After three months as the economy start showing positive signs the government has finally decided to lift the import ban on non-luxury items. The ban has been lifted in line with the demands of the International Monetary Fund’s (IMF) head of the board’s meeting later this month to revive the $6 billion loan programme.
The finance minister Miftah Ismail while addressing a press conference said that the government was scrapping the import ban as it was an international requirement, but noted that the regulatory duty that will be imposed on the non-essential imported items will be three times higher than the current levels.
According to the new regulations there would be no restrictions on industrialists who were importing machinery to manufacture items for export, or on the import of spare parts in small quantities. However, there would be restrictions on industrialists who wanted to import machinery to manufacture items to be sold in the domestic market, he added.

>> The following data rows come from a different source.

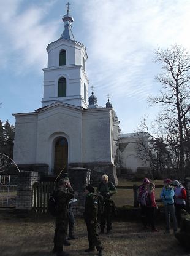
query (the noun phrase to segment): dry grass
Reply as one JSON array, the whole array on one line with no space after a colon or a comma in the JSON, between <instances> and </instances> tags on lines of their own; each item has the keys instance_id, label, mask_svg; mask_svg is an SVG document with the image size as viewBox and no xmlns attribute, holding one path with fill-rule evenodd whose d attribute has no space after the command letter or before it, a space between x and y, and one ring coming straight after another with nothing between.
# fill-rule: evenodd
<instances>
[{"instance_id":1,"label":"dry grass","mask_svg":"<svg viewBox=\"0 0 190 256\"><path fill-rule=\"evenodd\" d=\"M13 214L0 213L1 256L51 256L53 248L54 220L48 216L33 216L26 218ZM141 225L135 222L115 222L112 235L101 236L105 256L188 256L173 235L160 232L145 232ZM65 250L72 256L97 255L86 254L86 230L84 222L76 220L75 234L78 238Z\"/></svg>"}]
</instances>

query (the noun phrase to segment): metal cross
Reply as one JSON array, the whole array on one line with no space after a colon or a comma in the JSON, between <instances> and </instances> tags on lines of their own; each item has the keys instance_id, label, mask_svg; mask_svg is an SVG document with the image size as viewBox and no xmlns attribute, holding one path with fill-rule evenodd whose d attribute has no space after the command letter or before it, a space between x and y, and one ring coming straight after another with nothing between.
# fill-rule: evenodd
<instances>
[{"instance_id":1,"label":"metal cross","mask_svg":"<svg viewBox=\"0 0 190 256\"><path fill-rule=\"evenodd\" d=\"M92 92L94 92L94 89L95 89L94 86L92 86L91 87L91 89L92 89Z\"/></svg>"},{"instance_id":2,"label":"metal cross","mask_svg":"<svg viewBox=\"0 0 190 256\"><path fill-rule=\"evenodd\" d=\"M67 6L67 13L69 12L69 6L70 6L70 4L68 2L67 4L66 4Z\"/></svg>"}]
</instances>

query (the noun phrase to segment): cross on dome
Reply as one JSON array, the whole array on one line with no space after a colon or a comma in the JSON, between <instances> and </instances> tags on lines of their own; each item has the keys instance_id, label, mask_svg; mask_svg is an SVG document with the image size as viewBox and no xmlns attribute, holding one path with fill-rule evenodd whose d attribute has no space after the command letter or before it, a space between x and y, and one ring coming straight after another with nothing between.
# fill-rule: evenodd
<instances>
[{"instance_id":1,"label":"cross on dome","mask_svg":"<svg viewBox=\"0 0 190 256\"><path fill-rule=\"evenodd\" d=\"M70 4L70 2L67 2L67 4L66 4L66 6L67 6L67 14L68 15L69 14L69 6L70 6L71 4Z\"/></svg>"}]
</instances>

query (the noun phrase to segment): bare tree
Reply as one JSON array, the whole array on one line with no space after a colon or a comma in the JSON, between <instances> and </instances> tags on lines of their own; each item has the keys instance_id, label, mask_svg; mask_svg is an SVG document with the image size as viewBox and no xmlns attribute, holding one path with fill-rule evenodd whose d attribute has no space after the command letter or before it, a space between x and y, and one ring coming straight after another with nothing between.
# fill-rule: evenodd
<instances>
[{"instance_id":1,"label":"bare tree","mask_svg":"<svg viewBox=\"0 0 190 256\"><path fill-rule=\"evenodd\" d=\"M172 141L175 135L178 138L180 172L184 176L184 137L189 130L190 59L188 52L181 46L170 49L158 49L154 62L162 65L162 72L156 79L162 84L160 95L149 97L150 102L161 103L164 108L165 124L169 125L168 137ZM164 116L162 118L164 118ZM173 136L173 137L172 137ZM189 138L189 137L188 137ZM175 144L172 142L172 145Z\"/></svg>"}]
</instances>

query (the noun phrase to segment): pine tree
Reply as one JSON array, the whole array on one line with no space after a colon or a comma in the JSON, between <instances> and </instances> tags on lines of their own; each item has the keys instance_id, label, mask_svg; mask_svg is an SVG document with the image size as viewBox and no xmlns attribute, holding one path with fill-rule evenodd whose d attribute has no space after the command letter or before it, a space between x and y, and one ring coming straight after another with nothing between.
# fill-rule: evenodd
<instances>
[{"instance_id":1,"label":"pine tree","mask_svg":"<svg viewBox=\"0 0 190 256\"><path fill-rule=\"evenodd\" d=\"M14 145L15 127L7 120L4 126L5 154L12 158Z\"/></svg>"}]
</instances>

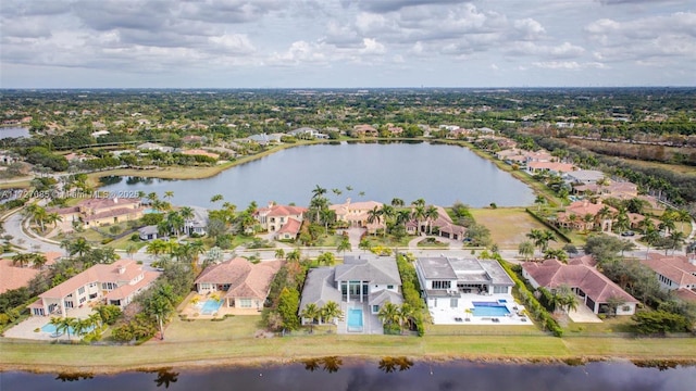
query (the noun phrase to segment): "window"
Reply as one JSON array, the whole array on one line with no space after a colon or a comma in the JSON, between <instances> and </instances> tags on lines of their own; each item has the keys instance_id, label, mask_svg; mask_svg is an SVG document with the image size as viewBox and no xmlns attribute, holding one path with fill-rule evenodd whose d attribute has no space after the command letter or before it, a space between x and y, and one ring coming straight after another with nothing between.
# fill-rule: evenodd
<instances>
[{"instance_id":1,"label":"window","mask_svg":"<svg viewBox=\"0 0 696 391\"><path fill-rule=\"evenodd\" d=\"M433 289L449 289L450 281L433 281Z\"/></svg>"}]
</instances>

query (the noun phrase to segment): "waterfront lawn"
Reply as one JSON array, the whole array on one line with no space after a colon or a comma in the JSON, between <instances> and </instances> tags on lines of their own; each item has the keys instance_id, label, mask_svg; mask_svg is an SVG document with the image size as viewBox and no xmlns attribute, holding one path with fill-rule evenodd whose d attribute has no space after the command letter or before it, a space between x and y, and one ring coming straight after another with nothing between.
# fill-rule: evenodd
<instances>
[{"instance_id":1,"label":"waterfront lawn","mask_svg":"<svg viewBox=\"0 0 696 391\"><path fill-rule=\"evenodd\" d=\"M537 222L523 207L472 209L476 223L490 230L490 239L500 249L517 250L532 229L548 229ZM551 242L551 247L562 247L562 243Z\"/></svg>"}]
</instances>

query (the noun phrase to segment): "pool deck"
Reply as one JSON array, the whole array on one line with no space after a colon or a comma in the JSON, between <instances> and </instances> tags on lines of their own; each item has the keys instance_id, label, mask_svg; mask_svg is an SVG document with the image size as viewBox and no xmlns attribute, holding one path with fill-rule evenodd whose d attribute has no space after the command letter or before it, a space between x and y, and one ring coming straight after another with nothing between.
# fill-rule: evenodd
<instances>
[{"instance_id":1,"label":"pool deck","mask_svg":"<svg viewBox=\"0 0 696 391\"><path fill-rule=\"evenodd\" d=\"M473 308L473 302L498 302L505 300L505 305L510 314L504 316L474 316L465 313L467 308ZM494 326L524 326L531 325L532 321L526 316L519 316L518 313L524 310L524 306L517 303L510 294L462 294L459 300L459 306L428 308L433 324L435 325L494 325ZM467 320L469 319L469 320Z\"/></svg>"}]
</instances>

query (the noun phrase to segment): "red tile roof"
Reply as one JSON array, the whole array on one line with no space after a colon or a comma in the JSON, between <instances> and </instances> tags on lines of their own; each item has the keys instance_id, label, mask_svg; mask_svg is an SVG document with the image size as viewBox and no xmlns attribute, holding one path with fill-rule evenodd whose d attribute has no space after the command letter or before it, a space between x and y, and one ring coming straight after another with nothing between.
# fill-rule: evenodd
<instances>
[{"instance_id":1,"label":"red tile roof","mask_svg":"<svg viewBox=\"0 0 696 391\"><path fill-rule=\"evenodd\" d=\"M525 262L522 268L542 287L576 287L595 303L606 303L612 297L621 298L624 302L638 302L596 268L584 264L566 265L557 260L546 260L543 263Z\"/></svg>"}]
</instances>

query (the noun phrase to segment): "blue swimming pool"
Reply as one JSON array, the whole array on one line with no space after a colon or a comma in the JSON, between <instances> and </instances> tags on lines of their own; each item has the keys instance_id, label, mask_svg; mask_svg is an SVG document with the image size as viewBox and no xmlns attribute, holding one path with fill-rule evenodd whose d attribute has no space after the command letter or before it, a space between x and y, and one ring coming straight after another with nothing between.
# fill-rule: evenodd
<instances>
[{"instance_id":1,"label":"blue swimming pool","mask_svg":"<svg viewBox=\"0 0 696 391\"><path fill-rule=\"evenodd\" d=\"M505 305L498 305L498 303L482 303L474 302L474 316L506 316L510 311Z\"/></svg>"},{"instance_id":2,"label":"blue swimming pool","mask_svg":"<svg viewBox=\"0 0 696 391\"><path fill-rule=\"evenodd\" d=\"M362 331L362 310L348 310L348 331Z\"/></svg>"},{"instance_id":3,"label":"blue swimming pool","mask_svg":"<svg viewBox=\"0 0 696 391\"><path fill-rule=\"evenodd\" d=\"M95 327L90 326L90 327L88 327L88 328L83 330L83 335L86 335L86 333L90 332L94 329L95 329ZM57 333L58 330L55 329L55 325L46 324L46 325L44 325L44 327L41 327L41 331L54 335L54 333ZM64 332L64 331L62 331L62 332ZM72 327L70 327L70 335L71 336L75 335L75 329L73 329Z\"/></svg>"},{"instance_id":4,"label":"blue swimming pool","mask_svg":"<svg viewBox=\"0 0 696 391\"><path fill-rule=\"evenodd\" d=\"M222 306L222 300L208 299L199 306L201 315L212 315Z\"/></svg>"}]
</instances>

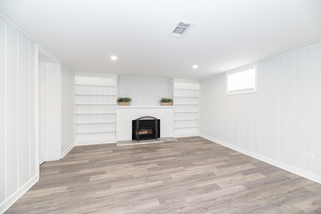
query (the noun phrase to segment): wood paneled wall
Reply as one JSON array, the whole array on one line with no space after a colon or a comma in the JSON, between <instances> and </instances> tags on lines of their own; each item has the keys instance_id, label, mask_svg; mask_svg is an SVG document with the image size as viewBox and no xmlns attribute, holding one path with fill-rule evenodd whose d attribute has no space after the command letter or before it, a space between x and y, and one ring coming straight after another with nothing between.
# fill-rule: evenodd
<instances>
[{"instance_id":1,"label":"wood paneled wall","mask_svg":"<svg viewBox=\"0 0 321 214\"><path fill-rule=\"evenodd\" d=\"M160 105L162 97L173 98L172 82L169 79L119 76L117 96L131 97L133 106Z\"/></svg>"},{"instance_id":2,"label":"wood paneled wall","mask_svg":"<svg viewBox=\"0 0 321 214\"><path fill-rule=\"evenodd\" d=\"M61 64L61 152L64 156L75 145L75 77L74 71Z\"/></svg>"},{"instance_id":3,"label":"wood paneled wall","mask_svg":"<svg viewBox=\"0 0 321 214\"><path fill-rule=\"evenodd\" d=\"M39 178L35 43L0 18L0 212Z\"/></svg>"},{"instance_id":4,"label":"wood paneled wall","mask_svg":"<svg viewBox=\"0 0 321 214\"><path fill-rule=\"evenodd\" d=\"M258 92L201 82L201 136L321 183L321 45L258 63ZM313 159L303 156L314 154Z\"/></svg>"}]
</instances>

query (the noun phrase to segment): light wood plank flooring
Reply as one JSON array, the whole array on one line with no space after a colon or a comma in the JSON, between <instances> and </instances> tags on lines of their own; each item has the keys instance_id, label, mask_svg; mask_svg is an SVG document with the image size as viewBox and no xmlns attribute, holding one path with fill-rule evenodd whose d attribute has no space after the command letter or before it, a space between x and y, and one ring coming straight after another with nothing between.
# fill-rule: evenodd
<instances>
[{"instance_id":1,"label":"light wood plank flooring","mask_svg":"<svg viewBox=\"0 0 321 214\"><path fill-rule=\"evenodd\" d=\"M74 147L8 213L321 213L321 184L200 137Z\"/></svg>"}]
</instances>

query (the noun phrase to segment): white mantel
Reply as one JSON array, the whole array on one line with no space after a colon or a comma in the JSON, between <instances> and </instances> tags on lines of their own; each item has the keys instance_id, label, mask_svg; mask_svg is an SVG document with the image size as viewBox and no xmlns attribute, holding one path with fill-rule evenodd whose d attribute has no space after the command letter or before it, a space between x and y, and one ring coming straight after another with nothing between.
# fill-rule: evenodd
<instances>
[{"instance_id":1,"label":"white mantel","mask_svg":"<svg viewBox=\"0 0 321 214\"><path fill-rule=\"evenodd\" d=\"M131 140L132 121L145 116L160 120L160 137L173 136L173 106L117 106L116 115L117 141Z\"/></svg>"}]
</instances>

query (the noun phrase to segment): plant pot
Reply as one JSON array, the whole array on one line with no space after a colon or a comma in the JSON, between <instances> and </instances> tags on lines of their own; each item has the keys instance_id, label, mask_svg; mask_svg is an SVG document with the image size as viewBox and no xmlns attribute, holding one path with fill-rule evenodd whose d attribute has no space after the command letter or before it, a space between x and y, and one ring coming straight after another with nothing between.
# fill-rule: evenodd
<instances>
[{"instance_id":1,"label":"plant pot","mask_svg":"<svg viewBox=\"0 0 321 214\"><path fill-rule=\"evenodd\" d=\"M129 102L119 102L120 106L129 106Z\"/></svg>"},{"instance_id":2,"label":"plant pot","mask_svg":"<svg viewBox=\"0 0 321 214\"><path fill-rule=\"evenodd\" d=\"M162 106L171 106L172 103L162 103Z\"/></svg>"}]
</instances>

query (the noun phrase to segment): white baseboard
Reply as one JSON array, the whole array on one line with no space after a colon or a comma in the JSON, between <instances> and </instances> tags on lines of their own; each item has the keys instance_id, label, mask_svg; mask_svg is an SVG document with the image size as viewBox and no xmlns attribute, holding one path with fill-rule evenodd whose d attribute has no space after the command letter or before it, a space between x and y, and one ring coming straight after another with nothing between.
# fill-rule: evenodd
<instances>
[{"instance_id":1,"label":"white baseboard","mask_svg":"<svg viewBox=\"0 0 321 214\"><path fill-rule=\"evenodd\" d=\"M282 169L284 169L286 171L288 171L290 172L292 172L293 173L296 174L301 177L312 180L314 182L321 183L321 177L317 175L315 175L314 174L312 174L310 172L308 172L306 171L304 171L301 169L298 169L293 166L288 165L285 163L282 163L279 161L277 161L276 160L272 159L267 157L265 157L264 156L262 156L260 154L256 154L251 151L247 151L241 148L239 148L234 145L229 144L228 143L225 143L225 142L223 142L220 140L217 140L216 139L208 137L203 134L200 134L200 136L203 137L205 139L207 139L209 140L210 140L211 141L213 141L215 143L218 143L219 144L221 144L222 146L224 146L228 148L230 148L230 149L232 149L235 151L237 151L238 152L242 153L247 155L254 157L254 158L256 158L258 160L262 160L262 161L265 162L266 163L273 165L274 166L280 168Z\"/></svg>"},{"instance_id":2,"label":"white baseboard","mask_svg":"<svg viewBox=\"0 0 321 214\"><path fill-rule=\"evenodd\" d=\"M66 149L66 150L65 150L65 151L64 151L64 152L61 153L61 158L63 158L74 147L75 147L75 143L70 145L70 146L69 146L69 147Z\"/></svg>"},{"instance_id":3,"label":"white baseboard","mask_svg":"<svg viewBox=\"0 0 321 214\"><path fill-rule=\"evenodd\" d=\"M39 180L39 175L37 174L31 178L25 185L18 189L16 192L7 198L0 204L0 213L3 213L10 207L16 201L23 196L30 188Z\"/></svg>"},{"instance_id":4,"label":"white baseboard","mask_svg":"<svg viewBox=\"0 0 321 214\"><path fill-rule=\"evenodd\" d=\"M116 139L110 139L106 140L101 141L77 141L75 143L75 146L85 146L87 145L95 145L95 144L103 144L105 143L116 143L117 140Z\"/></svg>"}]
</instances>

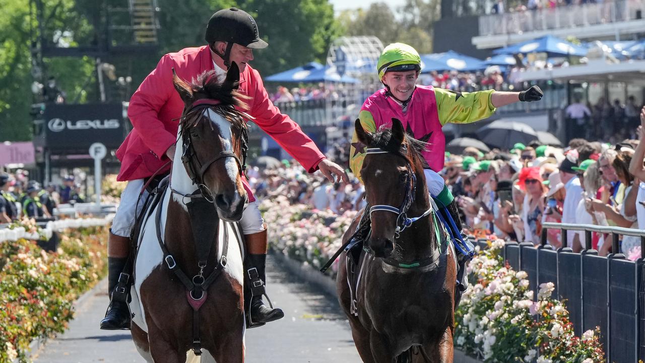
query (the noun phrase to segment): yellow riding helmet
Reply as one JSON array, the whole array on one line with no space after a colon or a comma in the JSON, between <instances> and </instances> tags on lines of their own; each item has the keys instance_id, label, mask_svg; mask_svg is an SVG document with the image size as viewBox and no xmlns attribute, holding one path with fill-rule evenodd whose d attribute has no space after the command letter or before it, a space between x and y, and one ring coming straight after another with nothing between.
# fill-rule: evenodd
<instances>
[{"instance_id":1,"label":"yellow riding helmet","mask_svg":"<svg viewBox=\"0 0 645 363\"><path fill-rule=\"evenodd\" d=\"M383 49L376 67L379 79L382 79L386 72L421 70L421 57L407 44L394 43Z\"/></svg>"}]
</instances>

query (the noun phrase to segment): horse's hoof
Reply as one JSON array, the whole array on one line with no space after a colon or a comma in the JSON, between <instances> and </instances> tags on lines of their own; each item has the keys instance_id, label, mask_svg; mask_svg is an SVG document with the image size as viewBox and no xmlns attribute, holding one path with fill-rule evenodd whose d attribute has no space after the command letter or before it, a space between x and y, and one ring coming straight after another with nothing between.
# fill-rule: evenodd
<instances>
[{"instance_id":1,"label":"horse's hoof","mask_svg":"<svg viewBox=\"0 0 645 363\"><path fill-rule=\"evenodd\" d=\"M130 310L126 304L114 302L101 320L101 330L130 330Z\"/></svg>"}]
</instances>

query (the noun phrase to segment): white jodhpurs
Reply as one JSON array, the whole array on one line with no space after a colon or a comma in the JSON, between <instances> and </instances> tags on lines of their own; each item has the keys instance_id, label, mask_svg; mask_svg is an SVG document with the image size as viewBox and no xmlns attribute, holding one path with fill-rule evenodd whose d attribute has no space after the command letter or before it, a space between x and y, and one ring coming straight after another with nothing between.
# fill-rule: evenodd
<instances>
[{"instance_id":1,"label":"white jodhpurs","mask_svg":"<svg viewBox=\"0 0 645 363\"><path fill-rule=\"evenodd\" d=\"M434 197L439 195L446 186L446 182L443 178L429 169L423 169L423 173L426 174L426 184L428 185L428 191L430 192L430 195Z\"/></svg>"},{"instance_id":2,"label":"white jodhpurs","mask_svg":"<svg viewBox=\"0 0 645 363\"><path fill-rule=\"evenodd\" d=\"M137 200L139 193L143 187L143 180L137 179L128 182L128 185L121 193L121 203L117 209L116 214L112 220L112 232L117 236L129 237L132 228L134 227L135 216L141 213L143 208L143 202L148 196L148 191L144 191L143 196L139 205ZM244 207L242 213L242 219L240 225L242 233L244 234L252 234L264 230L264 221L262 218L260 210L257 209L257 202L252 202Z\"/></svg>"}]
</instances>

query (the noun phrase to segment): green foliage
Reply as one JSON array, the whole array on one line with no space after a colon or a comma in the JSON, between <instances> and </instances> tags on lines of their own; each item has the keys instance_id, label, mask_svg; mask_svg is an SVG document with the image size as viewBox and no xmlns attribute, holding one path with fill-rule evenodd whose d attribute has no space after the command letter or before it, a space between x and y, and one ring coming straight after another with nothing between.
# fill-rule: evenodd
<instances>
[{"instance_id":1,"label":"green foliage","mask_svg":"<svg viewBox=\"0 0 645 363\"><path fill-rule=\"evenodd\" d=\"M384 45L402 42L420 54L432 50L432 23L439 18L439 0L407 0L393 9L384 2L365 9L345 10L339 17L348 36L375 36Z\"/></svg>"},{"instance_id":2,"label":"green foliage","mask_svg":"<svg viewBox=\"0 0 645 363\"><path fill-rule=\"evenodd\" d=\"M22 226L36 228L28 220ZM26 362L32 340L65 329L73 302L105 275L106 233L66 231L54 253L24 239L0 243L0 362Z\"/></svg>"}]
</instances>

Heavy duties will be imposed on completely built-up (CBU) commodities — cars, mobile phones, and electronic appliances — and apart from them, the imported fish, meat, purse, and other such non-luxury items.”…we will impose such heavy duties that these items cannot be imported [easily] or at least in their finished form. I don’t have enough dollars, so I will prioritise cotton, edible oil, and wheat. I do not prioritise Iphones or cars.”
The government’s objective is not just to allow imports, but it is to fulfil international and IMF demands, while also keeping the current account deficit in check.